Zéro a fini par me reparler de Madeleine, une semaine après les événements en question. D'accord, il le savait, je savais, mais nous n'en avions jamais parlé ouvertement. Je m'étais attendue à ce qu'il tente une approche plus tôt, mais il semblait avoir besoin de ce prétexte.

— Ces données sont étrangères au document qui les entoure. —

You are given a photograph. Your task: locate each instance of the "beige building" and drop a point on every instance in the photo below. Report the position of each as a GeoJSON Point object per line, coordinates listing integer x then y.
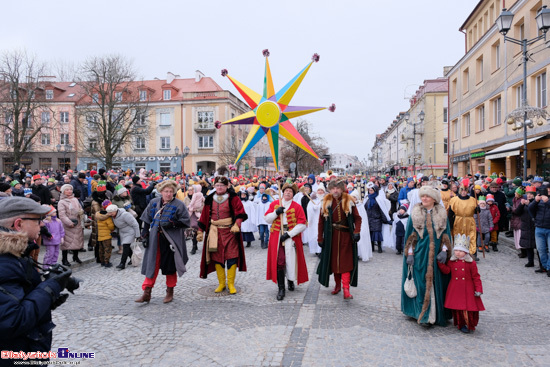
{"type": "Point", "coordinates": [486, 84]}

-Je m'en suis douté dès le départ, m'a-t-il révélé. Tu réagissais trop mal à une blessure qui aurait été banale pour un humain. Ça ressemblait beaucoup aux sylvidres qui meurent par le feu. J'ai été perturbé, quand j'ai autopsié cette sylvidre et que j'ai constaté qu'il s'agissait d'une plante. J'ai vérifié, a-t-il enchainé. Ton sang a des... Des impuretés végétales en faibles quantités, et tes cheveux et ta peau- en tout cas, les premières couches- sont composés de cellules végétales.

-Alors, je ne suis ni un animal ni une plante? ai-je fait, me souvenant de la question qu'avait posée Ramis.

Il a souri.

-Tu es un miracle, je crois. Ton existence même est insensée, pourtant tu te tiens devant moi en parfaite santé.

-Pourquoi... As-tu réagi ainsi?

Il m'a regardée, intrigué.

-Je veux dire... Tu n'en a parlé à personne.

-Oh.

Il s'est pris une bouteille. J'ai renoncé à l'en empêcher.

-Tu te souviens de ce qui s'est passé, sur Terre?

-Non, j'étais inconsciente.

Zéro a eu un geste vague.

-Tu ne l'étais pas, a-t-il dit. Tu as perdu conscience en chemin, selon le capitaine. Il m'a raconté... Ils t'avaient trouvée en état de choc, à quelques mètres à peine de... De leurs...

-Corps, ai-je complété, un peu difficilement.

-Il est venu directement ici. Tu étais blessée, tu avais perdu du sang et tu avais été malade en chemin. C'est là que j'ai remarqué la ressemblance. Je n'ai rien dit parce que j'hésitais. Puis tu t'es réveillée, et puis... Tu avais tout de l'adolescente perdue que j'avais imaginé. À aucun moment tu n'as semblée être une menace, et je me suis dit que si tu devais t'avérer en être une ce ne serait pas à moi de m'en occuper.

Je me suis mordillé la lèvre. Dire que j'étais mal à l'aise, c'était un euphémisme.

-Tu crois toujours que...

-Non, Mikara. Je préfère croire que non.

(1) Cette phrase qui apparaît aussi dans L'enfant des étoiles n'est pas prononcée par Clio dans la série, contrairement au dialogue qui la précède.